N’y a-t-il pas eu un peu de naïveté et une collusion entre Alonso, Piastri, Mark Webber et Flavio Briatore, des gens liés et proches ?

"Voulez-vous dire qu’ils peuvent avoir partagé des informations entre eux ? Écoutez, je n’en ai aucune trace, mais c’est la Formule 1 et peut-être que dans quelques années, quelqu’un dira qu’il a des preuves d’informations partagées, je ne serais pas surpris. Je dis toujours à tout le monde qu’en Formule 1, il faut faire comme si tout le monde savait tout. Qu’il n’y a pas de secrets dans ces choses. Quand vous demandez à quelqu’un de ne rien dire, il agit comme si tout le monde le savait. Et c’est ainsi que j’ai dirigé ma barque en Formule 1 pendant 25 ans. Et si le partage d’informations s’est produit, il ne faut pas être surpris."

"Cependant, je m’attendais à plus de loyauté de Piastri. Il devrait l’avoir avec cette équipe qui a pris soin de lui, qui l’a emmené jusque-là et, surtout, qui au cours de la dernière année l’a mis dans une Formule 1 pour qu’il soit prêt, pour qu’il connaisse les circuits.
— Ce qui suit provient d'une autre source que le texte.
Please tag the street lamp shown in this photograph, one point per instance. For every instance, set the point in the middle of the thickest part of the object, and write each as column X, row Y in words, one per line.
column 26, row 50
Je m’attendais à plus de loyauté d’Oscar qu’il n’en montre. J’ai débuté en 1989 en Formule 1 et je n’avais jamais rien vu de tel."

"Et il ne s’agit pas de Formule 1, mais d’intégrité en tant qu’être humain. Cela pourrait arriver au hockey sur glace ou dans le football, peu importe. Mais ce n’est pas la F1. Il a signé un papier, un document, disant qu’il ferait quelque chose de différent. Pour moi, si l’on dit ’aide-moi, demain je t’aiderai’, en aucun cas on ne revient sur sa parole. Certainement pas."

Beaucoup de pilotes montrent leur intérêt

Sans Piastri, sans Alonso… Quel sera l’avenir d’Alpine ? Tout indique que Daniel Ricciardo pourrait effectuer son retour dans l’équipe, deux ans après l’avoir quittée. Szafnauer compte encore sur Piastri mais sait qu’il doit se préparer à son absence. La bonne nouvelle est qu’il ne manque pas de candidats potentiels.

"Alonso va chez Aston Martin. Nous avions un contrat avec Piastri et nous devons comprendre où cela nous mène légalement. Nous croyons, et c’est pourquoi nous avons publié cette déclaration, que nous avons un contrat contraignant. Passons un peu de temps à étudier où cela nous mène. Et si Piastri n’est pas dans la voiture - et je pense qu’il le sera - parce que Fernando est parti, j’ai environ quatorze appels téléphoniques de pilotes intéressés, car le baquet Alpine est le meilleur qui reste."

"Pas étonnant que tant de gens m’appellent, mais sur ces quatorze, il en restera quatre sur la liste finale. Et parmi eux se trouve Piastri."

Et si Piastri s’en va, Alpine F1 se retournera-t-elle contre le pilote ? Une compensation financière pour tout ce qui a été investi au fil des ans ?

"Tout d’abord, voyons où nous en sommes légalement avec Oscar. Nous avons un contrat qui dit que nous devons le soutenir dans sa carrière jusqu’en Formule 1 en investissant beaucoup d’argent. Mais surtout, il faut tenir compte que l’année dernière nous avons mis une monoplace en piste pour lui et qu’il a parcouru 3 500 kilomètres. Nous avons fait sept tests indépendants avec et ce n’est pas bon marché. Seul le coût d’un moteur est de 1 750 000 euros. Les mécaniciens, l’équipe qui a géré ces tests, les vols et les voyages… Nous avons dépensé beaucoup, beaucoup d’argent sur Piastri pour le préparer pour l’avenir. Et, si cet avenir n’est pas avec nous, il est logique et juste que nous cherchions une compensation."